Solo distingo tres cosas que no son grises esta noche: el cielo, parte de la remera de mi padre y los salpicones informes del cuero de las vacas que debemos arriar para hacer el tambo. Todos de un negro impenetrable. En ocasiones, además, el paisaje garabatea en neón con el vuelo nervioso de los bichitos de luz, los ojos de una lechuza alerta o la mirada esquiva de un gato huidizo.

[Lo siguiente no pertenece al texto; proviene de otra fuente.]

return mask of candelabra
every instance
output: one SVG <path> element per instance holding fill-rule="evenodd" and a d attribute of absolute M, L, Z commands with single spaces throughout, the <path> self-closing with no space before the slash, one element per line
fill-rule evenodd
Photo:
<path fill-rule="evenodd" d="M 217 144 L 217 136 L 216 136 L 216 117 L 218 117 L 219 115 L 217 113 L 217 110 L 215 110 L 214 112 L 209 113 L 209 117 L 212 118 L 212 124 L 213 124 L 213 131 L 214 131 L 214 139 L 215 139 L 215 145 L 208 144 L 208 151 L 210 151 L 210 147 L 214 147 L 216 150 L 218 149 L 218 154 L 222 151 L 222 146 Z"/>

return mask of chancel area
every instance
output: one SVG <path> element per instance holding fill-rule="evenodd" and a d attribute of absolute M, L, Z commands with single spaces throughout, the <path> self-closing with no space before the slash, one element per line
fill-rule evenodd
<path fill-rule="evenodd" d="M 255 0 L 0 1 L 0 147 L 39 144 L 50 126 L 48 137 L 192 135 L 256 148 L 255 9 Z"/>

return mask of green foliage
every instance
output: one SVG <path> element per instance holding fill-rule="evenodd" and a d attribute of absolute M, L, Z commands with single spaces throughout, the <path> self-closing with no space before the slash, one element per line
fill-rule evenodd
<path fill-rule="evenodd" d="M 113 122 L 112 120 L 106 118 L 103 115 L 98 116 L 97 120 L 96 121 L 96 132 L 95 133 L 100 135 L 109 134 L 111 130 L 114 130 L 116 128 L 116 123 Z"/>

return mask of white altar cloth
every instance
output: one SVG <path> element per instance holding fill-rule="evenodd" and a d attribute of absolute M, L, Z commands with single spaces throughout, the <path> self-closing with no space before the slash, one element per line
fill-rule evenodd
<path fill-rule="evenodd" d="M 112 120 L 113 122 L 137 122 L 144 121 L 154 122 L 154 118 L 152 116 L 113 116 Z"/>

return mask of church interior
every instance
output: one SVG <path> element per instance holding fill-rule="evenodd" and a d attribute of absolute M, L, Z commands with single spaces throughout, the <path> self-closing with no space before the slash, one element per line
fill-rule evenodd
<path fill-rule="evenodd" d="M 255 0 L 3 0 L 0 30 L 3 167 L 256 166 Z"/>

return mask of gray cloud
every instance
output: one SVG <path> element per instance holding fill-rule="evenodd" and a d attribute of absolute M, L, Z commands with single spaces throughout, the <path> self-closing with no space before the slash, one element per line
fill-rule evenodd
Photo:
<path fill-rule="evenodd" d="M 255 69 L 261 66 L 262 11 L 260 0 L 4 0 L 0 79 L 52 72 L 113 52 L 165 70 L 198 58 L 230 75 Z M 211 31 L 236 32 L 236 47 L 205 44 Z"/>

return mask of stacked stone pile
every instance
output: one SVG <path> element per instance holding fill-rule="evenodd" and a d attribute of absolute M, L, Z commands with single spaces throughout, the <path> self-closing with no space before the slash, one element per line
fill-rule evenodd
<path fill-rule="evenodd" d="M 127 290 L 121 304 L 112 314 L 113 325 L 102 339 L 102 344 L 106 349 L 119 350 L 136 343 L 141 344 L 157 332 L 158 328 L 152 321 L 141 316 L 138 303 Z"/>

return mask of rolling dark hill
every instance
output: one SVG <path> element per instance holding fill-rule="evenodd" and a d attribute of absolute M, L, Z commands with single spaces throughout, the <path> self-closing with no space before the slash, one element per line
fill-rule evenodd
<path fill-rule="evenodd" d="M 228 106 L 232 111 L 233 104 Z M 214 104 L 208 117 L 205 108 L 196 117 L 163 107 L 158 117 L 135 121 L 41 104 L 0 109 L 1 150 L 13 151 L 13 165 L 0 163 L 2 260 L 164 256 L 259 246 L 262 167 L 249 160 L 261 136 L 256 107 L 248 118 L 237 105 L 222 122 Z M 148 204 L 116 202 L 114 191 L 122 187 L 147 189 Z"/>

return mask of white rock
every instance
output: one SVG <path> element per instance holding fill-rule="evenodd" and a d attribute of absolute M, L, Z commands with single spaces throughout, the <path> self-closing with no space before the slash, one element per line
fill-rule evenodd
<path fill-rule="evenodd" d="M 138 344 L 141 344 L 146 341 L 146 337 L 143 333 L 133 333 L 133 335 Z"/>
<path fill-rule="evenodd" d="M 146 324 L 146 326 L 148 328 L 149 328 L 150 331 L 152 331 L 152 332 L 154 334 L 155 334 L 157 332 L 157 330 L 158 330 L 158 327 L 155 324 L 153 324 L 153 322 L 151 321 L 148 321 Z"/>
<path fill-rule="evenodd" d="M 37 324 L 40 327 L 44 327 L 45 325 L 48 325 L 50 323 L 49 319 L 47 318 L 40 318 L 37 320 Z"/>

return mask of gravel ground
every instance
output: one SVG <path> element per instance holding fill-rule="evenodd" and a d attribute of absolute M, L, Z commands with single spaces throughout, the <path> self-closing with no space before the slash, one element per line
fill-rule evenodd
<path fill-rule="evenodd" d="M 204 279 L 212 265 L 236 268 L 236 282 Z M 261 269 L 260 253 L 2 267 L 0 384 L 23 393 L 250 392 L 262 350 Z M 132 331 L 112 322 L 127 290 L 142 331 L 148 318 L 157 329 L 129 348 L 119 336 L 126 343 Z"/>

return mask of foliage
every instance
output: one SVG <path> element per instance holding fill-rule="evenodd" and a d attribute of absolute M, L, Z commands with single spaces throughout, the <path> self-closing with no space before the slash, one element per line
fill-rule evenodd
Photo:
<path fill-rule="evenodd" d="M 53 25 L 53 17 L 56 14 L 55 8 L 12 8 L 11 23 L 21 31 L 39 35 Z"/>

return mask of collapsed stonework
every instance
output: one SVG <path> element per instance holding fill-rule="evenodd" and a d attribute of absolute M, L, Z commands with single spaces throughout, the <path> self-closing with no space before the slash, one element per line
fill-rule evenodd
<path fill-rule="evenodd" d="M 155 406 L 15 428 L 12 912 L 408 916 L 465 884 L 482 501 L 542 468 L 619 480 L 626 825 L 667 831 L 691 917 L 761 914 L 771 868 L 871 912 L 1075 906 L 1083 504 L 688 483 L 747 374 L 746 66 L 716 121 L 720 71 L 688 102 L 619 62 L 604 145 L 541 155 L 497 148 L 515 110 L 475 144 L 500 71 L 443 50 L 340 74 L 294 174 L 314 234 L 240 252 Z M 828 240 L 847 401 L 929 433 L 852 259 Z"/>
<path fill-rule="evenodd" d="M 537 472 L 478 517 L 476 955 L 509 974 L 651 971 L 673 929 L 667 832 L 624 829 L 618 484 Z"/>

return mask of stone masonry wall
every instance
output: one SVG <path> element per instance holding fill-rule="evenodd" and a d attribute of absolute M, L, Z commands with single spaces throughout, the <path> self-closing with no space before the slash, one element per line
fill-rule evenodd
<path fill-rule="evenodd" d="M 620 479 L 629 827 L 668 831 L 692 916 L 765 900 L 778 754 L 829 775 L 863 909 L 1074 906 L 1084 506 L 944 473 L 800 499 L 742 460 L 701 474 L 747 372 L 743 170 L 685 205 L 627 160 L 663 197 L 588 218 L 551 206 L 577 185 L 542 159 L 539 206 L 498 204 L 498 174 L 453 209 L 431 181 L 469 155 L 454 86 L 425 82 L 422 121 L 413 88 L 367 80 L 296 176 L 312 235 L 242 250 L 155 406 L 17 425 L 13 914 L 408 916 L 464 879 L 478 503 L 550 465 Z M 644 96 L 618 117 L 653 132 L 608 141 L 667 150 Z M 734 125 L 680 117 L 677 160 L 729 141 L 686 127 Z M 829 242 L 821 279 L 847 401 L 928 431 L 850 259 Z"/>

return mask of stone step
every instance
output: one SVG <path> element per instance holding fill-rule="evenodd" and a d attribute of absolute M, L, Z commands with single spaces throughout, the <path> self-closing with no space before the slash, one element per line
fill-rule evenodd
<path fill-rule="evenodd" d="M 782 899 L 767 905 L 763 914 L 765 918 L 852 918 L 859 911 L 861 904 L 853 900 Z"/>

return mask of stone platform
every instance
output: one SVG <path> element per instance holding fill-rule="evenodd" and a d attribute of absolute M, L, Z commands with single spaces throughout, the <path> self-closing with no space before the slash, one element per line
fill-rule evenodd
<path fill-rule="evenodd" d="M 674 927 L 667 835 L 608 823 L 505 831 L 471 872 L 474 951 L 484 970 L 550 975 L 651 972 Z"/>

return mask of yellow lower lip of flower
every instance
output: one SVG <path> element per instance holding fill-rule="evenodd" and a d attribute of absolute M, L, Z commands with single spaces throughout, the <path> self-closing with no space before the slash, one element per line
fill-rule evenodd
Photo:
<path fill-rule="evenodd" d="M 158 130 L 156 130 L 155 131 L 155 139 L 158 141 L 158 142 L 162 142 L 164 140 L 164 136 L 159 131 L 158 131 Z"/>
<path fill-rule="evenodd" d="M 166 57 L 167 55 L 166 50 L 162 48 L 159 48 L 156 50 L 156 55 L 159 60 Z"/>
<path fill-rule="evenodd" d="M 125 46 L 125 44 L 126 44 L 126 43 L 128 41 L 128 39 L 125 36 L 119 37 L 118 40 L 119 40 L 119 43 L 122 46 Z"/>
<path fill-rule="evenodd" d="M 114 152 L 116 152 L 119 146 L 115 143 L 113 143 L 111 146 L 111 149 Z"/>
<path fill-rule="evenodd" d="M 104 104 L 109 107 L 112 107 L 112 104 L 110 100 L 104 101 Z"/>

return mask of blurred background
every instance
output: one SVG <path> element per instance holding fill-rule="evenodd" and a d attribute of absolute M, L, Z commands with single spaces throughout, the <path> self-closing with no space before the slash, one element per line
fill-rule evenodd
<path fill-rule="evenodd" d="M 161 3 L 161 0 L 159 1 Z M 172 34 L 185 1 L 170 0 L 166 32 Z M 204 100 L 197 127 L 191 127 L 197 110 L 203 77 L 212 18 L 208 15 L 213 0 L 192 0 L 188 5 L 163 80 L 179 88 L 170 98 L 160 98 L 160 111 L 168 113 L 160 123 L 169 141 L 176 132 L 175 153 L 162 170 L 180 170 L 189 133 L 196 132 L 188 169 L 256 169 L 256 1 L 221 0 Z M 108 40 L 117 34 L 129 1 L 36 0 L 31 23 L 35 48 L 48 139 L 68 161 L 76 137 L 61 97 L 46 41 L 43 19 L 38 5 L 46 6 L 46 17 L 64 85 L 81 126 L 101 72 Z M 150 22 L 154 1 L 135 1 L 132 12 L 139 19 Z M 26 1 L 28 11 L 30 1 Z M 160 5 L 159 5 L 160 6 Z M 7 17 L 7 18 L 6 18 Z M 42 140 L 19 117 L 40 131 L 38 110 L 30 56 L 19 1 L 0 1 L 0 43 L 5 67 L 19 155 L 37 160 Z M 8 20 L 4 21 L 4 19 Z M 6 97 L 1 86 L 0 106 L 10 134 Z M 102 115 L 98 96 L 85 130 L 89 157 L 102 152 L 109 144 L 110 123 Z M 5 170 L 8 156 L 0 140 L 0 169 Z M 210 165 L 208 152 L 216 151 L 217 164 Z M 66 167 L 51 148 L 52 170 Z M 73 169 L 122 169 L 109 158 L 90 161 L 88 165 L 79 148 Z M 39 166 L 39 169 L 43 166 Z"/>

El sonido nocturno también aparece como barnizado y algo lejano. Cada sonido expresa un algo que se me escapa: los palitos que crujen en un “me quebraste”, el viento que destrata a las hojas del suelo o el concierto acuático de las ranas que cantan a viva voz mientras se ondulan en el reflejo de un charco. Todas, todos, dicen a la vez algo que no dicen, como si aún no entendiese el secreto en que se envuelve la noche. Una postal nocturna posibilitada por el silencio cómplice de la madrugada.
Ajeno a ello, mi padre sigue caminando. Tiene treinta y pico de años. Nunca logro recordar su edad exacta, pero sé que cumple cada 15 de enero. Lo supongo con su mirada decidida, varios pasos por delante del amanecer y otros tantos por delante mío, que me demoro con la piedrita emulando un gol del Pampa Biaggio. Sus botas confunden el gris oscuro del barro reciente con el gris claro del ya pisado en otras noches de luna buena. (Siempre hay algún que otro charco en el campo.) Su remera negra exhibe en la espalda un ataúd con la leyenda “Cementerio de Elefantes”.
Mis botas de lluvia son algo más vírgenes y exhiben, casi sin manchas, el gris que de día es amarillo. Las uso para mis tareas campestres como ayudar a alimentar a los terneros, correr sobre la larga hilera de rollos o limpiar la bosta del tambo con una manguera hidrante. Para jugar a la pelota uso mis zapatillas viejas.
Las botas también me resultan ideales para desgranar los terrones de tierra dispersos por el camino: el raro y elevado placer de apoyarles de lleno y con fuerza el talón hasta hacerlos mierda. El placer se siente por dentro de la cabeza: el gozoso anticipo del desmembramiento terroso que se producirá bajo los pies.
También es gratificante patear la piedrita. Pero es otro placer, cargado con la esperanza y la falsa premonición de los goles que gritaré vistiendo la camiseta profesional de San Lorenzo de Almagro.